El principio del fin

Tal vez de estos nuevos desajustes venga este raro y unamuniano sentimiento trágico de la vida que me atenaza de un tiempo a esta parte

En este perro mundo: Era otro lugar

Carlos Berlanga. 'Río', 1993. Fundación Olontia
Carlos Berlanga. 'Río', 1993. Fundación Olontia / Carlos Berlanga

03 de noviembre 2023 - 03:00

Carlos Berlanga. 'Río', 1993. Fundación Olontia
Carlos Berlanga. 'Río', 1993. Fundación Olontia / Carlos Berlanga

Cuando en unas pocas horas el avión se esté acercando al aeropuerto Santos Dumont para aterrizar en Río de Janeiro a fin de montar e inaugurar mi Sala de mapas en la sede carioca del Instituto Cervantes, Sala de mapas ya sé de antemano que con tan solo asomarme por la ventanilla para rememorar mi primer viaje de tres lustros atrás, se me van a inundar las sienes con un río de emociones que, en lo que dura un parpadeo, me va a llevar en volandas treinta años más atrás, a aquel viaje que trajo a Carlos Berlanga a esta ciudad en 1993, después de la dolorosa y traumática ruptura de Alaska y Dinarama, y tras la edición de su primer álbum en solitario, El ángel exterminador, que como su propio título ya dejaba entrever era una colección de canciones bien trufadas de reproches y vehemencias, unos descarnados y otras más veladas, hacía los que habían sido sus compañeros de aventuras musicales y vitales hasta entonces.
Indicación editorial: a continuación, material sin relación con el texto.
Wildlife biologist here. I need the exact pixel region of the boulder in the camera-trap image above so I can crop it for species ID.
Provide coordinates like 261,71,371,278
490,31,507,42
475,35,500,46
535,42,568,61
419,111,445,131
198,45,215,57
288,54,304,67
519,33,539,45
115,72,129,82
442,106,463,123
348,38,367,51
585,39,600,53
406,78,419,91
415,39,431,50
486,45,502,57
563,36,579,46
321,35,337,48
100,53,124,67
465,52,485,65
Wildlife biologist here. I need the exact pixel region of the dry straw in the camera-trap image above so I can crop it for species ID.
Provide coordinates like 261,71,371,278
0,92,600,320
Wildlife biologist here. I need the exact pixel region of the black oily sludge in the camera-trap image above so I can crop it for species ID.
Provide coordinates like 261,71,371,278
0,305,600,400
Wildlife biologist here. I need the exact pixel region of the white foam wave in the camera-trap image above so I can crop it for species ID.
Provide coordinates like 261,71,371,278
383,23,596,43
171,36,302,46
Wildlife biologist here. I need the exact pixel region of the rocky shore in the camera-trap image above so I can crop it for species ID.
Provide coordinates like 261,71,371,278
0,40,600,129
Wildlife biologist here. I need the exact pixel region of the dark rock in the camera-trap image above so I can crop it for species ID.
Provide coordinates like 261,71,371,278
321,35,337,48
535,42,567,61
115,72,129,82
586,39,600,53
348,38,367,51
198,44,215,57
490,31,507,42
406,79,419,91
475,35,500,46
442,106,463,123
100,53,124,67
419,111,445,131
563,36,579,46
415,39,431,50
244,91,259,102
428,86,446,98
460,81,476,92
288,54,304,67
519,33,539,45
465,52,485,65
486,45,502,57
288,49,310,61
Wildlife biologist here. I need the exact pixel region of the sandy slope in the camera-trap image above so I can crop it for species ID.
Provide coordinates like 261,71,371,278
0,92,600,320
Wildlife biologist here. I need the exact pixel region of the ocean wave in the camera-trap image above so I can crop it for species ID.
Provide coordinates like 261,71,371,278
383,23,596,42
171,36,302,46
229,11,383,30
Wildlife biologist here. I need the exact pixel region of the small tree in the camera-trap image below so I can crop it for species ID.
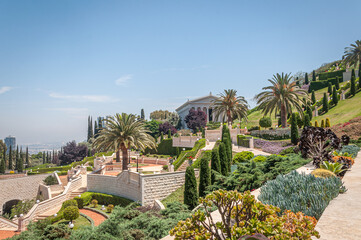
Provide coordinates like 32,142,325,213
332,86,338,105
259,116,272,128
198,157,211,197
184,166,198,210
303,113,311,127
63,206,79,222
305,73,309,85
291,113,298,145
325,118,331,127
218,142,228,176
311,90,316,104
335,77,340,90
327,82,332,94
322,93,328,113
211,148,222,184
350,76,356,96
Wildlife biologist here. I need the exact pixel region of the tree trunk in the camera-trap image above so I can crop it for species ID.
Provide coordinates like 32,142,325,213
281,104,287,128
122,146,128,171
115,150,120,162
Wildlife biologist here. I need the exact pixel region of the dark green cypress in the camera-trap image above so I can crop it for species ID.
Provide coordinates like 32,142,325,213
332,86,338,105
211,148,222,184
303,113,311,127
9,145,13,170
198,157,211,197
335,77,340,90
184,166,198,210
311,90,316,104
218,142,228,176
350,76,356,96
327,82,332,94
312,70,316,82
322,93,328,113
291,113,298,145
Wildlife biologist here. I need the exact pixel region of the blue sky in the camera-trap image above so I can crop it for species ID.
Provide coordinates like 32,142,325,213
0,0,361,144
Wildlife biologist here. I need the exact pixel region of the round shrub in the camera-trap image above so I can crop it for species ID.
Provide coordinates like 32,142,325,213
233,151,254,163
252,155,267,162
311,168,336,178
63,206,79,221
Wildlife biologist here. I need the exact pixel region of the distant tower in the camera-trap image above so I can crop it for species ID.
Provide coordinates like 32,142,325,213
5,136,16,153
Con aquel viaje a Río, Carlos quiso poner tierra de por medio y, a la par, acercarse al mundo de su ídolo, Antonio Carlos Jobim, y al universo inabarcable de la bossanova, una seductora fórmula musical que había conquistado muchos corazones tan apasionados como el suyo en todos los rincones del planeta, y que había supuesto el principio de sus discrepancias musicales con Alaska y con Nacho Canut. O sea: el principio del fin, tal como lo es también para mi periplo brasileño de estas cuatro semanas, antes de regresar a España con esta extraña sensación, palpitándome entre pecho y espalda, de haberme convertido en un verdadero extraño para mí mismo. Y no sólo por haber cambiado el horario interno de mi geografía carnal y casi todos mis hábitos, a pesar de nunca estuve sometido a unos estrictos horarios laborales, como la inmensa mayoría, y he podido administrar mi tiempo en función de mi deseo y de mis necesidades.
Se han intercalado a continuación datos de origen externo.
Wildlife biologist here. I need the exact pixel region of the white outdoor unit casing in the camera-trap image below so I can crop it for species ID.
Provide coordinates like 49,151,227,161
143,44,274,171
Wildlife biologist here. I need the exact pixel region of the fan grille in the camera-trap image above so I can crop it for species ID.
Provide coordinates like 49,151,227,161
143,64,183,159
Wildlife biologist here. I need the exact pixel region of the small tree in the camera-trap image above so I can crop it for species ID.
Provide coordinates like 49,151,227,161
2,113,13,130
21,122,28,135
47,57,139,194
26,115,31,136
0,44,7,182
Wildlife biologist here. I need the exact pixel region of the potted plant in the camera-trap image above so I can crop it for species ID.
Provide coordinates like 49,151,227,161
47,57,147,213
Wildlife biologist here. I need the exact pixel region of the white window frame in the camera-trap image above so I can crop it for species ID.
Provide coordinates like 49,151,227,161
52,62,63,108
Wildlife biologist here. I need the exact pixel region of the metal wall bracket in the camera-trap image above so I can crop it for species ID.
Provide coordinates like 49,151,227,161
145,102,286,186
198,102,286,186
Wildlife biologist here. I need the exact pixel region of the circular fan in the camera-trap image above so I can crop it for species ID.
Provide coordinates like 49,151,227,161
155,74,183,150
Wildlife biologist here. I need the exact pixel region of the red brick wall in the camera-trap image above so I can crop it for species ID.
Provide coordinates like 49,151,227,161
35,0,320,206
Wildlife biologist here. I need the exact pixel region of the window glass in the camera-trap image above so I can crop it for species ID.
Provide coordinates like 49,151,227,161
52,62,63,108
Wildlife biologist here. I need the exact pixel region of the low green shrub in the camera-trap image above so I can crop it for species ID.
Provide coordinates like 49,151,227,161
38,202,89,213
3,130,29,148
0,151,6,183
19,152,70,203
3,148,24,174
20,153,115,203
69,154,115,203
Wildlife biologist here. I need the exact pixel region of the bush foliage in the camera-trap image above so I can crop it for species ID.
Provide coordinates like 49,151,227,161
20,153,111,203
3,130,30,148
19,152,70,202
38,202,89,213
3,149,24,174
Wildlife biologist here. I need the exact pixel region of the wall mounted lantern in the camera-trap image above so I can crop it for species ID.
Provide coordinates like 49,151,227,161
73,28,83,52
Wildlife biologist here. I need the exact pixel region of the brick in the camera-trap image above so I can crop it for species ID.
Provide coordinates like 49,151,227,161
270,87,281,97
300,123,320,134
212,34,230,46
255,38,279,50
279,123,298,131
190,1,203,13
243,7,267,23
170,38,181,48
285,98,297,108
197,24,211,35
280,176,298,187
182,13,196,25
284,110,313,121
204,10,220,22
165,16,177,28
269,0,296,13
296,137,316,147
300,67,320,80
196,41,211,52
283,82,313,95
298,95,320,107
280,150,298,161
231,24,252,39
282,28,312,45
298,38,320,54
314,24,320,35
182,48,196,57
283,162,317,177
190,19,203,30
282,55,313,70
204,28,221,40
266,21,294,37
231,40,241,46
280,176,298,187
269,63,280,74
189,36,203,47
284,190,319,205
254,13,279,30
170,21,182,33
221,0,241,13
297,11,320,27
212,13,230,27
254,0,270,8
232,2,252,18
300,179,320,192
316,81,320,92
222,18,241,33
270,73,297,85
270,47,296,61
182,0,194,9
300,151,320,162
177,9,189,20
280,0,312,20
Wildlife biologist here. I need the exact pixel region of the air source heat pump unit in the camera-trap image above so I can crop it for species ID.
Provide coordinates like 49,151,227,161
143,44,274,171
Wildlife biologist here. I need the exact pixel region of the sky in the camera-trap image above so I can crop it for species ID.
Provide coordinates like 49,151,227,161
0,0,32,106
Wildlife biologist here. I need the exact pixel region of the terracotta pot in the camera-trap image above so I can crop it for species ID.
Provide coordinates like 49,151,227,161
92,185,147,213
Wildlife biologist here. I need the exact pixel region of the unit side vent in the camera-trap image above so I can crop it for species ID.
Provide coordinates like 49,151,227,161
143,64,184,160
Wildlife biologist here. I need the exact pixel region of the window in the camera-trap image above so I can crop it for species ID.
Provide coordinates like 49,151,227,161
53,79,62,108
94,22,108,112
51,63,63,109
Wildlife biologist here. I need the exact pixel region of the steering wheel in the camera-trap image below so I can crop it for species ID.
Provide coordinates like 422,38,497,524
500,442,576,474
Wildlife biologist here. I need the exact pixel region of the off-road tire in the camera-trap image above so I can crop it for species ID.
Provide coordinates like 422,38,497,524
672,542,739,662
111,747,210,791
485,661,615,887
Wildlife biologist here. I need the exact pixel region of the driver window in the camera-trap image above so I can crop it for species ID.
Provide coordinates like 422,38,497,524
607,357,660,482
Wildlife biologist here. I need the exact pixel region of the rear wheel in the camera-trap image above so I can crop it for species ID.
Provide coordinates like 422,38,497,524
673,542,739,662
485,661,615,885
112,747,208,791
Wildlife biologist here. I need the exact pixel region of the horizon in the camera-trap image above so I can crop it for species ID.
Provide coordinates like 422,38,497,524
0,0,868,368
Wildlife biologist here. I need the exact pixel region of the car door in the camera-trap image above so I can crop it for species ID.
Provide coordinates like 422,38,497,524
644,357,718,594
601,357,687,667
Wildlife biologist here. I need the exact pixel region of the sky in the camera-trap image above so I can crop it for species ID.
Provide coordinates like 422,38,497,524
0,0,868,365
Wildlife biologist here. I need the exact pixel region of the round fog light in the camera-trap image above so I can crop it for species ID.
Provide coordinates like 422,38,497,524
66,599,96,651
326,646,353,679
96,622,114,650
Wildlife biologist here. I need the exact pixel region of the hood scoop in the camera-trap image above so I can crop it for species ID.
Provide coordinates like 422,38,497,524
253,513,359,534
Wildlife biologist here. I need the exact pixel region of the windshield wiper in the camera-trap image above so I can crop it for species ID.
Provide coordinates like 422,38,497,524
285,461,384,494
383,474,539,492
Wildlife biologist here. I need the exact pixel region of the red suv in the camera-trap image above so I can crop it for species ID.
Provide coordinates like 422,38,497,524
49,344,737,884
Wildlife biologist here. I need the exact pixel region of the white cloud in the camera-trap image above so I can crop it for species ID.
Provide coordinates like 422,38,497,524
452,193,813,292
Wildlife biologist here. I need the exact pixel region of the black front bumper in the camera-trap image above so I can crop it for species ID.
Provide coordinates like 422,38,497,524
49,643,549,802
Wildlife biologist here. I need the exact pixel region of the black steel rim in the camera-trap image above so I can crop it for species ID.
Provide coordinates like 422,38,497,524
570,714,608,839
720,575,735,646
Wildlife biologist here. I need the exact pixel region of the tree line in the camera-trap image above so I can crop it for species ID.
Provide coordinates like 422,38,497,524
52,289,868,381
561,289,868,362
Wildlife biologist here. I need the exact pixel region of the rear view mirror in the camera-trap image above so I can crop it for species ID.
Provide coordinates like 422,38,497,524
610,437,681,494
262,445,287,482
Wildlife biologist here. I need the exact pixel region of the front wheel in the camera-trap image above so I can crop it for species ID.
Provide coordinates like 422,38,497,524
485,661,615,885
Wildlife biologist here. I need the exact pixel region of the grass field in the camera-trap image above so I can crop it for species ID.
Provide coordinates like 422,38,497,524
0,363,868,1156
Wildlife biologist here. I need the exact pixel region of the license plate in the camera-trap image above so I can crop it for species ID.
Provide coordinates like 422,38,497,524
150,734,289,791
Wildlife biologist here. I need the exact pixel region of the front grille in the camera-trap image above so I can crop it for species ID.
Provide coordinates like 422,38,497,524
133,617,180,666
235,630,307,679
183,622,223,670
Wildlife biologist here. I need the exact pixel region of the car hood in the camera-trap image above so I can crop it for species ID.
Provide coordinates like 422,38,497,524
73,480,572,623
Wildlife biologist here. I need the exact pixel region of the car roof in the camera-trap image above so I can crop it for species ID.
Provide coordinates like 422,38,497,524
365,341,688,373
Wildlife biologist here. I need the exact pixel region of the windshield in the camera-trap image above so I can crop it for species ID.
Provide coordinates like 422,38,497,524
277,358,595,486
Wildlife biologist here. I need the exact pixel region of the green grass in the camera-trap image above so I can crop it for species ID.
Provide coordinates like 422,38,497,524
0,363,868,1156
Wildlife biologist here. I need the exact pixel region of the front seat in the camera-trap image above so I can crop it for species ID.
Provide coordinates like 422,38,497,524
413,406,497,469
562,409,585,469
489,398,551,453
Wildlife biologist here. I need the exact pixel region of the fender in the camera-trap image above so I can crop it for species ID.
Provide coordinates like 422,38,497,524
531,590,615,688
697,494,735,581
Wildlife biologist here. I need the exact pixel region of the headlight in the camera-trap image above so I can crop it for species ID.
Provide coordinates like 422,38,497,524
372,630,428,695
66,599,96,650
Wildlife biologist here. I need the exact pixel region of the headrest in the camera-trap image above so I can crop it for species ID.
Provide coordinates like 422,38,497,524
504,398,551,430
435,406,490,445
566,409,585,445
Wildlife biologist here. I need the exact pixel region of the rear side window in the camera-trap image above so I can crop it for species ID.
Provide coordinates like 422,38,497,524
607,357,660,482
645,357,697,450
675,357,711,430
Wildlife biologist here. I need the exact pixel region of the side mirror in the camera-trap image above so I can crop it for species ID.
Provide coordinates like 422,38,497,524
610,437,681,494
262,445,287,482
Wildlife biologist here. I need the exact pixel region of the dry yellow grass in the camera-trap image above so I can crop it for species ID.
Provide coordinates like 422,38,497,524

Pero tal vez de estos nuevos desajustes venga este raro y unamuniano sentimiento trágico de la vida que me atenaza de un tiempo a esta parte al contemplar cualquier ciudad desde arriba, porque me invade una sensación de vértigo que tiene mucho más de emocional que de físico miedo a las alturas, ya que los lugares no son tan determinantes como esa íntima alianza entre espacio y tiempo que gobierna nuestro subconsciente, y que se alborota cada vez con más frecuencia, según van pasando los años y uno tiene que ir asumiendo calladamente la evidencia de que, ya con más pasado que la suma de su presente y de un improbable futuro, pocas ganas le van quedando a uno de reinventar el mundo cada mañana al abrir los ojos y contemplar la dudosa luz del día.

Aunque llegando al final, ahora caigo en la cuenta de que tal vez sea más obvia la razón de este desajuste existencial: que mis neuronas siguen sin asumir que desde hace ya nueve meses –justo los de un embarazo– el jodido 7 de la setentena se ha instalado para siempre en mi vida.